Sorry I've been MIA from the blogosphere for a few months! CJ and I got engaged in December, right before Christmas (hooray!), so between wedding planning and thesis writing, I haven't had the time.

Anyways, here is an excerpt from my latest thesis chapter (about my experience with the Navigators in college).

There were roughly 100 or so students in the chapel that first Friday night, and everyone seemed friendly and genuinely excited to be there. The worship team consisted of vocals, piano, acoustic guitar, and bongo drums and felt more calm and mellow than any of the other groups. I found myself relaxing, able to unwind from the stress of that first week of classes and to simply enjoy singing to God. And the best part was that when the meeting was over, everyone gathered for an “After Navs” activity, this week at the house of the head campus staff couple, Dave and Cathy Bowman. I piled into a car with a group of people I’d just met and headed off to see what it was all about. After all, I figured, there was nothing to lose. I didn’t feel like crashing frat parties with the other girls on my floor, and there wasn’t much else to do in a college town on a Friday night.

The Bowmans’ house was warm and comfortable, a standard Pennsylvania middle class home complete with quilts, nature paintings, and a wood-burning stove. In the various rooms both upstairs and down, students and staff members mingled, playing games, eating brownies and chips and carrots, laughing, talking. People were quick to introduce themselves, to invite me join in whatever happened to be going on. I was impressed. Instead of spending their Friday nights out partying, these people wanted to be together. Instead of hooking up with random strangers, they appeared to be building something that felt, even as a newcomer, like community. This was exactly what I was looking for.

Sin and Grace

I've been writing today about the words sin and grace, about how I'm drawn to the sound of grace and repelled by the sound of sin. Unfortunately it's not always because I hate my sin, but more because I hate being reminded of my sin, hate having my pride confronted with the truth that my sin is serious enough to merit God's wrath. I guess what I'm realizing is that grace does have a sweet sound, but that its sweetness is actually weakened when I ignore the abrasiveness of my sin. A few excerpts....

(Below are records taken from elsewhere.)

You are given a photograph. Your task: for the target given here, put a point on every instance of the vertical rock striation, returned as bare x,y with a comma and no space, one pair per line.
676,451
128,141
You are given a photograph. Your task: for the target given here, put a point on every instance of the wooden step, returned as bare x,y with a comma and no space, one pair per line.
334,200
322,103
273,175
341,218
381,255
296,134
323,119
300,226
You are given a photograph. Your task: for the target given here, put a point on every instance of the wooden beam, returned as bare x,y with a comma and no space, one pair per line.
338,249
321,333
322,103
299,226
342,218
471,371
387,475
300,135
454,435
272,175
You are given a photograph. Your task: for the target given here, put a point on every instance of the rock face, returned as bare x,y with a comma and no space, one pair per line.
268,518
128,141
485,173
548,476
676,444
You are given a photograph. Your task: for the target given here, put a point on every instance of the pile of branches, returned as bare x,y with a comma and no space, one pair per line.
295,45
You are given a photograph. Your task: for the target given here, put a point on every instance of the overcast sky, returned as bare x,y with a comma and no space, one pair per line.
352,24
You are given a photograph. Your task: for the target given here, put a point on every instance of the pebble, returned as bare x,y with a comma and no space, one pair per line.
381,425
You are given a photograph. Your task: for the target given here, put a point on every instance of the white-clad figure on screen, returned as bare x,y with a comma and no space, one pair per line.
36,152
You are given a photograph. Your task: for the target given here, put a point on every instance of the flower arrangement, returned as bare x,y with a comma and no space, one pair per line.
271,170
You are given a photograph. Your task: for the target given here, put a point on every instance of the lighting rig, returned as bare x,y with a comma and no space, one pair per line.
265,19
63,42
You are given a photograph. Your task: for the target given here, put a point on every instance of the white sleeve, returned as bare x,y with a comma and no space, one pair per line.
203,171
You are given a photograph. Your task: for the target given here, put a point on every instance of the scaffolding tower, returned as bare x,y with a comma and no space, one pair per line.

I hate the sound of the word sin. It is sharp and biting, its abruptness leaving no space for excuses or escape. It penetrates and condemns, the very sound of it like an arrow slicing the air and then piercing deep into the flesh. All have sinned and fall short of the glory of God. The wages of sin is death.

Grace is soft and round, slow and soothing. It slides off the tongue smoothly, the final sound dissolving into silence, so that the word itself seems to linger in the air, comforting, upholding. For it is by grace you have been saved. The grace of our Lord Jesus Christ be with you. Sometimes, when I read the word grace, I hear it in a thick Scottish accent. I picture my hand in the weathered grip of an old Scottish pastor, imagine the sparkle in his warm eyes as he says: Grace to you, lassie, grace to you.

I like the sound of grace, but I can’t escape the reality of sin. It creeps up everywhere, boils up in fact from the deep places of my own heart.